If you can tolerate even more duplicates, say you don’t mind hitting roughly one on average per unique value, you can get close to full coverage
0xa9bb0026 0xe0178ff2 0x443fd052 0x9fe0d459: 32/32 41 (100% 1.3x)
0x4c19f4c7 0x1d253873 0x5c1f6f17 0x812944fc: 64/64 106 (100% 1.7x)
0x854fbffe 0x5aa965d5 0x06ff8c3e 0xd5057351: 127/128 252 (99.2% 2x)
0xeb03a458 0x26ae990e 0x6227aaee 0x192b3cb7: 242/256 496 (94.5% 2x)
0x97bbc402 0x20470416 0x09ce179b 0xbf276b7d: 469/512 980 (91.6% 2.1x)
0x6d36254c 0x19c5f46a 0x1614da1a 0xcfadbfc8: 915/1024 1939 (89.4% 2.1x)
As an example, running the same python code from above but now with parameters from this set you get,
[19, 27, 10, 12, 18, 16, 13, 15, 24, 4, 23, 11, 28, 30, 26,
19, 24, 1, 12, 15, 29, 2, 19, 8, 9, 20, 6, 5, 17, 3, 14, 31,
22, 25, 18, 27, 8, 20, 0, 7, 21]
In this list of length 41 all numbers between 0 and 31 occur, but 8, 12, 15, 18, 20, 24, and 27 are there twice and 19 is there three times.
Finally, if you don’t care how many times you try as long as you generate all the numbers that’s possible too.
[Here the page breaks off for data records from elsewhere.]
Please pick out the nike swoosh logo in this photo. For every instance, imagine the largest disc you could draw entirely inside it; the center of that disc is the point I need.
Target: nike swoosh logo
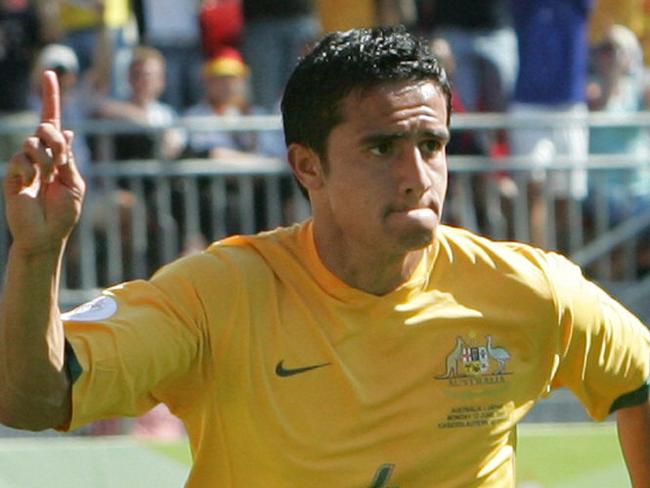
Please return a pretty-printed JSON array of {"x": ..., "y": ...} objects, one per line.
[{"x": 283, "y": 372}]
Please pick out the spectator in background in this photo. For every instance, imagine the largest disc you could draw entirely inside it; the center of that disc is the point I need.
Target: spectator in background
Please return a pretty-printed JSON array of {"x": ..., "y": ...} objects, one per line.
[
  {"x": 275, "y": 35},
  {"x": 225, "y": 80},
  {"x": 553, "y": 52},
  {"x": 147, "y": 82},
  {"x": 221, "y": 23},
  {"x": 617, "y": 86},
  {"x": 342, "y": 15},
  {"x": 172, "y": 27},
  {"x": 84, "y": 22},
  {"x": 633, "y": 14},
  {"x": 25, "y": 26}
]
At this point you probably want to keep track of which value you’ve seen, maybe with a bit vector, and just filter the raw values you generate.
0xa9bb0026 0xe0178ff2 0x443fd052 0x9fe0d459: 32/32 41 (100% 1.3x)
0x4c19f4c7 0x1d253873 0x5c1f6f17 0x812944fc: 64/64 106 (100% 1.7x)
0xf3bd4634 0xb1442411 0xd536236f 0x3beae2fb: 128/128 291 (100% 2.3x)
0x1c608f31 0x34e54bbd 0xa799c7a8 0x78af6664: 256/256 729 (100% 2.8x)
0x10bace53 0x88bc0781 0xd815fe20 0xc77bcbec: 512/512 1786 (100% 3.5x)
0xb6c93670 0xb89f9de6 0x3ba3713c 0x78bcabc7: 1024/1024 4341 (100% 4.2x)
If you look closely you’ll notice that the parameters are the same as before for some limits, that’s because we already had perfect coverage before so there’s nothing to improve. And as the set grows you can see that the number of times you have to try grows, so at 1024 you need to loop 4341 times before you’ve seen all values. And note also that the duplicates aren’t evenly distributed, the further you get the more work you have to do to get a value you haven’t seen before.
Of limited use I guess but if this is the kind of thing you need, pretty convenient. I’ve dumped the code I used to generate these in a gist.